Expensive Accessories

The Flex Keyboard makes the Surface Pro even more adaptable, but it’s a separate purchase.


The easiest counter to complaining that the keyboard isn’t included with the Surface Pro is to compare Microsoft to Apple. The new M4 iPad Pros similarly don’t ship with a Magic Keyboard or Apple Pencil Pro, despite working quite well with both of them. Being able to use these accessories is a differentiating feature for the iPad Pros, and Apple charges you extra for them!

The problem with this argument starts with Windows. Despite the thoughtful changes Microsoft has made to Windows to make it play well with touchscreen input in the last decade, it’s still a much better laptop/desktop operating system than a tablet one. iPadOS is the exact opposite. Aside from several half-hearted efforts Apple has made to distinguish using an iPad from a Mac (anyone use Stage Manager?), iPads are still better as tablets than laptop replacements. That makes Apple’s refusal to bundle the Magic Keyboard with the iPad acceptable in a way that it just isn’t with the Surface Pro. The iPad works well without a mouse because it was conceived that way.

The Surface Pro Flex Keyboard is also pretty expensive at $350. Since it’s backward compatible with other Surfaces (unlike the new Magic Keyboard, which only works with the M4 iPad Pros) and theoretically useful beyond the lifespan of these Surface Pros, maybe the price makes sense. But it doesn’t make it any easier to swallow paying $450 for the Surface Pro Flex Keyboard and the Surface Slim Pen, a chunk of change that will get you a solid laptop on its own or over halfway to paying for Microsoft’s own Surface Laptop Go 3.

If It’s a 2-in-1, Let It Be

Ahead of Microsoft announcing these new Surfaces, all I really wanted was for the company to show off some powerful new computers and some interesting software ideas, like Recall to run on them. Microsoft arguably did that at Build this year. It remains to be seen if Copilot is going to actually change the way people use their computers, but I can’t deny that Microsoft has identified some cool things for AI to do on Windows. Things I can actually imagine myself using. But even if the software is impressive, I can’t in good faith say Microsoft has rethought Surface hardware in all the ways it should have.

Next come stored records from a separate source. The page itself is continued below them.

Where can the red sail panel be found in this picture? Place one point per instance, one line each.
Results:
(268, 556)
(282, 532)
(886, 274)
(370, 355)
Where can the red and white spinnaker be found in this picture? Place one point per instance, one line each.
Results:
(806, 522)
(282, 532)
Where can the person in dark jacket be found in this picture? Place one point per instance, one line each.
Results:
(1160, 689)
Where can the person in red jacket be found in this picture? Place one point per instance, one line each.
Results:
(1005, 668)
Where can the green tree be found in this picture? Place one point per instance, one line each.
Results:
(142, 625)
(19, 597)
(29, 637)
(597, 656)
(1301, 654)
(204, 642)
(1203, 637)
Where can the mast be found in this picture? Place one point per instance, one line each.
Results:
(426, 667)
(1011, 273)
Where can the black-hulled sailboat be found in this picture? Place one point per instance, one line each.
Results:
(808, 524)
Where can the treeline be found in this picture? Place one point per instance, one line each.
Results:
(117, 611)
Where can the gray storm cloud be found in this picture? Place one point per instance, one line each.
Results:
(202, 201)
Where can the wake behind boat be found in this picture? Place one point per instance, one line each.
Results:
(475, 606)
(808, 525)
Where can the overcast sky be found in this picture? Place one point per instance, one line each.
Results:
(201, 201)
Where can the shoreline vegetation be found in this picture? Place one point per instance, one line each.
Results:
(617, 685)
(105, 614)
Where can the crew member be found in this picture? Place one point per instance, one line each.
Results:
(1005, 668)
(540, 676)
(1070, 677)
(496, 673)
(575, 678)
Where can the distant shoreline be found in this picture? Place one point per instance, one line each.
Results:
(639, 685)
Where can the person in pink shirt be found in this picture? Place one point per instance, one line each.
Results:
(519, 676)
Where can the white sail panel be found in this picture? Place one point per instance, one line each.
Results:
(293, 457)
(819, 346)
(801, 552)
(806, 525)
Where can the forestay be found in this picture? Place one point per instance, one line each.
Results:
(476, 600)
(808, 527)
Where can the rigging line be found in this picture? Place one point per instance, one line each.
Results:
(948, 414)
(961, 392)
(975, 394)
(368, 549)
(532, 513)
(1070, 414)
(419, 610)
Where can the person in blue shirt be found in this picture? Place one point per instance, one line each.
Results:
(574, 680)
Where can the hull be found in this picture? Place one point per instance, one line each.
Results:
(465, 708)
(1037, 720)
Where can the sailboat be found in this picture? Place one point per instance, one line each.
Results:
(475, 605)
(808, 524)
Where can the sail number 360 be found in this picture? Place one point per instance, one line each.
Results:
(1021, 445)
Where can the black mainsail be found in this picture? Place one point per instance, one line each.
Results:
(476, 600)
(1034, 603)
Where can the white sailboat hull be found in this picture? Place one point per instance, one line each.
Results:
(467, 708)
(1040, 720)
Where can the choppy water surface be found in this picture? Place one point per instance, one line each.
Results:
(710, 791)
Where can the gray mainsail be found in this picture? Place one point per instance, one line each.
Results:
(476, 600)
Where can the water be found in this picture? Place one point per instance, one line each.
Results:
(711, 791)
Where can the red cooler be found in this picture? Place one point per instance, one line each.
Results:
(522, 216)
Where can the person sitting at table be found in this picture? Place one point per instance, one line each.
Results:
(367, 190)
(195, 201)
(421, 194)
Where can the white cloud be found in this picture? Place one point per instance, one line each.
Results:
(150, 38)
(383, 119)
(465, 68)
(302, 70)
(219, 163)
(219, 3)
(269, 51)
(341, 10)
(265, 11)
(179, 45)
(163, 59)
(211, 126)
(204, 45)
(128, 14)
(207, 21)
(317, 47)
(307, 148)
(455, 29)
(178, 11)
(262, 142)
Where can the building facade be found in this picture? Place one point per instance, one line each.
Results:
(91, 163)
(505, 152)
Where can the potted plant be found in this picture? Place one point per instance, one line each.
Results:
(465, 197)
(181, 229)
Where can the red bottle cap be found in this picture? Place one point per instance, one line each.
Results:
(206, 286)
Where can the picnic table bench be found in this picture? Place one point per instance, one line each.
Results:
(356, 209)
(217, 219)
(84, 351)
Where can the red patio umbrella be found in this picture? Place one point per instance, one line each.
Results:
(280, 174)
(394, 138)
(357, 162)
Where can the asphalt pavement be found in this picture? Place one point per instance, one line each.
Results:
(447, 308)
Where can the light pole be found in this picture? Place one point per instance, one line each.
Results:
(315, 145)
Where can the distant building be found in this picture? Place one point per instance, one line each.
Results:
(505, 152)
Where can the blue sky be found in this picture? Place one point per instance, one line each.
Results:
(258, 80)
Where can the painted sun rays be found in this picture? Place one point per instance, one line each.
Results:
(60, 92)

I don’t need a radical reinvention or another stab at smartphones, but I do need Microsoft to acknowledge the device it’s selling. The Surface Pro is not a tablet that can occasionally do laptop things; it’s a laptop that can split into a tablet and keyboard. Until the Surface Pro ships with a keyboard instead of charging you to add it on after the fact, I don’t think Microsoft’s work is truly done.